At their core, most of our projects begin with the simple yet effective process of listening. We listen to our clients to understand their vision for their project, and then we help them expand and refine their vision based on our expertise. These projects tend to follow fairly conventional patterns for development, such as a park that backs up to a local neighborhood, or a commercial tract located along a major highway. But every once in a while, we find a client with a vision that breaks the mold for typical development patterns. Such is the case with the Chattahoochee Hill Country.
Just twenty minutes from Atlanta’s Hartsfield Jackson International Airport, the world’s busiest airport, lies 40,000 acres of virtually undeveloped land consisting of woods and pastures, rock outcrops, and creeks that abut the Chattahoochee River. It is practically unheard of for this type of bucolic countryside to exist adjacent to the sprawling metroplex of Atlanta. But the Chattahoochee Hill Country does not exist in its pastoral state simply by chance; rather, it took a concerted and innovative effort to preserve the character of this pristine area while at the same time providing a blueprint for future development.

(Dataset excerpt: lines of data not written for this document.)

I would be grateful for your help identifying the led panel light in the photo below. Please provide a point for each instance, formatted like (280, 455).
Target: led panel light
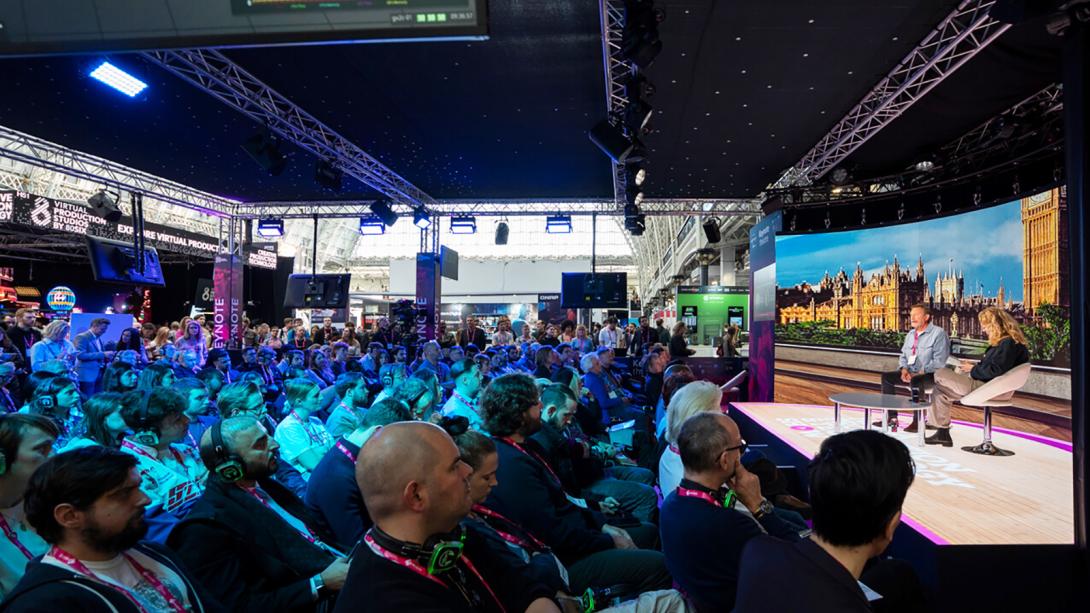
(270, 228)
(462, 225)
(118, 79)
(372, 226)
(558, 225)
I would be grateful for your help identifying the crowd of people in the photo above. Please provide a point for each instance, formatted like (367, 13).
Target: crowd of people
(332, 469)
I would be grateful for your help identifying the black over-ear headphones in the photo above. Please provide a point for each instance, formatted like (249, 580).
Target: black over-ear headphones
(438, 554)
(146, 433)
(229, 465)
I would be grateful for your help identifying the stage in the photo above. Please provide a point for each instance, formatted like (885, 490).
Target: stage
(957, 499)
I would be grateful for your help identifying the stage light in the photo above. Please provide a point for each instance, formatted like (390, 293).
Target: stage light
(558, 225)
(372, 226)
(462, 225)
(118, 79)
(839, 176)
(328, 176)
(266, 152)
(105, 206)
(421, 218)
(640, 43)
(612, 141)
(270, 228)
(383, 209)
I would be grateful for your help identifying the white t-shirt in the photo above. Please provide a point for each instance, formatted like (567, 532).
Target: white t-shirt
(173, 479)
(670, 471)
(12, 559)
(120, 574)
(295, 437)
(608, 337)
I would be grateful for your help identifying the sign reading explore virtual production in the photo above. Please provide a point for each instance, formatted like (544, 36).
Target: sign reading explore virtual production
(39, 212)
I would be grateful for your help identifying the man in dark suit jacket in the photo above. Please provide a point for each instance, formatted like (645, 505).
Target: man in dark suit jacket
(472, 335)
(530, 493)
(704, 529)
(251, 541)
(858, 482)
(92, 355)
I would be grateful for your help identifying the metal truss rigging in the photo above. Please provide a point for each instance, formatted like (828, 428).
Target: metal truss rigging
(32, 151)
(218, 75)
(963, 34)
(617, 73)
(506, 208)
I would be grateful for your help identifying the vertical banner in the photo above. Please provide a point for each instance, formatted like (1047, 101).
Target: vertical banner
(762, 356)
(427, 296)
(227, 302)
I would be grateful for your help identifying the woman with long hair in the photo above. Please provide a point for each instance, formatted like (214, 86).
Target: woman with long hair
(155, 347)
(303, 439)
(103, 420)
(159, 374)
(55, 345)
(58, 398)
(194, 340)
(679, 347)
(1006, 349)
(120, 376)
(130, 340)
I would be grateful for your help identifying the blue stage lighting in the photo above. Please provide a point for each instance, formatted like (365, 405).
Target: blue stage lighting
(119, 79)
(462, 225)
(558, 224)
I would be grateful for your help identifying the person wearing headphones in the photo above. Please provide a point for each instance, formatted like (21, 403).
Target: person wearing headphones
(173, 477)
(58, 398)
(26, 442)
(416, 556)
(247, 539)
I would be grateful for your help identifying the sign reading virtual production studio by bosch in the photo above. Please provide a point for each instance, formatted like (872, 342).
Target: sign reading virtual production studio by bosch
(39, 212)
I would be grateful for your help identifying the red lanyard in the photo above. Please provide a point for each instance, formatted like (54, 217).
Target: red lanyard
(511, 442)
(306, 535)
(13, 538)
(698, 494)
(418, 568)
(346, 451)
(309, 428)
(535, 544)
(80, 567)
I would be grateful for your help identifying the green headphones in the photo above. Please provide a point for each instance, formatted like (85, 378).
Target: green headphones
(230, 467)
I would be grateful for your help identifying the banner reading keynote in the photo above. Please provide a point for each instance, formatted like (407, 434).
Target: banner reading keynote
(227, 308)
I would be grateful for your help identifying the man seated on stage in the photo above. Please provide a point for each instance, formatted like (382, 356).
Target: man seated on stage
(249, 539)
(858, 482)
(703, 531)
(924, 351)
(88, 505)
(416, 557)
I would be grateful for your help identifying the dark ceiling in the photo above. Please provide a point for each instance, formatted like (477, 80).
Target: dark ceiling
(745, 88)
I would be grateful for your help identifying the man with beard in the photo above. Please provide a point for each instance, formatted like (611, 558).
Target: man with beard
(87, 504)
(416, 557)
(531, 494)
(249, 539)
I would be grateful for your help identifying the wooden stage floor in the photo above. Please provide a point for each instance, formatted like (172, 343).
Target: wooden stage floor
(957, 497)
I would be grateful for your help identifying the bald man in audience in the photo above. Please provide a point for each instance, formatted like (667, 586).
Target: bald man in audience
(416, 557)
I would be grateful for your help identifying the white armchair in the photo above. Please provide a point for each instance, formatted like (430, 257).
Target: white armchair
(995, 393)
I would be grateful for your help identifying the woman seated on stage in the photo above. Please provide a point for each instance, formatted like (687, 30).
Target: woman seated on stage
(1006, 350)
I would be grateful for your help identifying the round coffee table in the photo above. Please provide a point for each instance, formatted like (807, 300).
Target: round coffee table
(880, 403)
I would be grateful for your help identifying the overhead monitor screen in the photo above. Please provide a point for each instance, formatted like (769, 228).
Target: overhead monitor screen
(74, 26)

In 2002, led by a group of visionary landowners determined to guard their dark night skies, two-lane roads, and country way of life, the Chattahoochee Hill Country Alliance took notice of the suburban development that was happening in other areas of Atlanta. They knew that cul-de-sac sub-divisions and strip shopping centers were not the answer they were seeking. They wanted something unique – something that allowed for development to occur but that did not impact the pastoral qualities of the neighborhoods they so dearly loved. They studied various other plans that had been developed in other states and determined that there was an answer to their dilemma.
The roughly 40,000 acres/63 square miles of the Chattahoochee Hill Country was held by a total of about 700 landowners. The existing zoning on the land was mostly agricultural, which allowed a total density of one unit per acre. Even at this level of density, there was the potential for approximately 31,000 more residential units to be added to the Chattahoochee Hill Country over time. In a series of public meetings lead by our team, it was determined that a rezoning was not in their best interest – after all, rezoning is precisely what lead to the typical suburban development patterns they were trying to avoid. Instead, we worked with the landowners to create a combination of community planning tools that would achieve a distinct balance between preservation and development.
The most unique tool that was chosen to guide development of the Chattahoochee Hill Country is the Transfer of Development Rights (TDR). The TDR balances three key priorities: preserving large amount of land, encouraging development in certain selected areas, and allowing landowners to capitalize on the value of their land. First, a landowner decides to sell his or her development rights on a per-acre basis via TDR credits. The landowner’s land is called the sending area. A developer purchases the TDR credits from the landowner and uses the credit to secure land in one of three designated development pods, also known as receiving areas. A conservation easement is then placed over the sending area that protects it from future development, while higher-density development is allowed to occur in the receiving area/development pod. With careful planning, the development pods were integrated into the landscape so that they were tucked away out of sight from major roadways.
Another development option was also created for landowners who hold larger tracts of land (200 acres minimum), where they can choose to develop a “hamlet” with the provision that at least 60% of the land is placed under a conservation easement. The first and most successful hamlet development was Serenbe, a series of smaller developments centered around a village common, much like the English country villages. This project is located on approximately 1,000 acres of land (75% of which are preserved) and has its own non-chemical, low-energy consuming sewage treatment facility. Hamlets do not require the purchase of TDRs, provided they follow the conditions of development.
In the ensuing fifteen years since the adoption of their master plan, the Chattahoochee Hill Country (now known as the City of Chattahoochee Hills) has indeed retained its bucolic nature and is still the draw to its citizens that it always has been. Development in the area, such as Serenbe, has proven to be not only a good neighbor, but also an example of how a different kind of greenfield development can be successful in urban areas.
Note: The Chattahoochee Hill Country Community Master Plan was completed by Kerry Blind while working for the firm he founded, Ecos Environmental Design. Kerry has since sold his firm and is now Vice President and Principal-in-Charge of RVi’s Atlanta office.